Quick, give me that KFC bucket, because I think I'm going to vomit.
This happy little video, posted last week on the KFC Philippines YouTube channel, came to my attention thanks to some fawning coverage on Mashable. In the clip, the brand uses the cutest amphibious vehicle you ever saw to bring some fried chicken to a lovely woman who, at 69, has trouble getting around her perpetually flooded village. The woman and her fellow residents go on to profess their thanks to the brand for this treat.
Nothing wrong with that, you say? Well, I admit that delivering some chicken to people who clearly enjoyed it is not a crime against humanity. Certainly it doesn't hold a candle to things that are going on in the Philippines or the US right now, for example.
But it is a crime against the brand—a self-inflicted one.
It seems surreal to have to run through the logic, but here goes. It's not a good look for a large, profitable corporation, especially a multinational one, to exploit a poor community (however slightly) in order to create a self-praising video that the brand hopes will deliver a big earned-media impact.
In this case, there's no lasting change for the people who are lending their stories, likenesses and emotional heft to your little film, so the 'value exchange' is unjustly lopsided. You filled some stomachs one time, and you apparently think you deserve a medal. Maybe you should stick to stuff like lickable nail polish and chicken-scented sunscreen.
Everyone who sees this knows what you're up to, and many of them wonder why you couldn't spend the budget on things that the people in this village apparently need. Such as, say, a supply of fresh water. Or homes that have dry land under them.
It's not any brand's obligation to solve world hunger or provide homes for unfortunate people. But if you're going to helicopter in—or float in on a precious little boat—and take promotional value out of a group of people, at least you could try to give more than a few hundred dollars worth of free food in return.

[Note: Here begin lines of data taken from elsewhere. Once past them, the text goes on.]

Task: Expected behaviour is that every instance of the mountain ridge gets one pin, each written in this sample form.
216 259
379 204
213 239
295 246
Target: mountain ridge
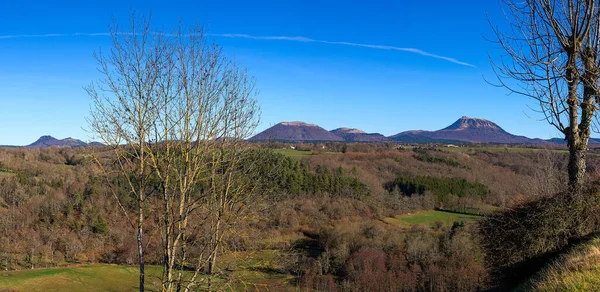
463 130
49 141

Better yet, you could allow your human feelings (you have those, right?) to guide you. Maybe you'll see people who, in addition to being good for a video, truly need help. Maybe you'll see an opportunity to embark on a long-term, meaningful project to make a real difference. And hey, guess what? You'd get way more videos—better ones, because you'd have earned them—out of an effort like that.
As one YouTube commenter put it, this is nothing more than "Staged bullshit." I've been watching this industry in this region for a few years now, and it's depressing to see reputable brands and agencies (Ogilvy in this case) still engaging in this sort of empty and craven posturing.
(By the way, I have reached out in hope that KFC is actually doing some charitable work in the Philippines and just neglected to mention it. But I have not received a response yet.)*
Matthew Miller is Campaign Asia-Pacific's online editor.
* Update, 11:45 am, 5 May 2017: After this article was published, I received a response from KFC via Ogilvy. It reads in part:
Each year—as we have for the last 8 years—we participate in the Yum! Brands World Hunger Relief Campaign by launching initiatives in our stores that enable our consumers to donate to feeding programs benefiting conflict-affected areas of central Mindanao through the UN World Food Programme. KFC Philippines’ ongoing donations to this initiative has amounted to millions of dollars throughout this time.
KFC also said the above is just one of "many" ongoing programmes it participates in. So that's genuinely good news. However, I would submit that a single, poorly thought-out video that makes a bad impression can erase an awful lot of goodwill.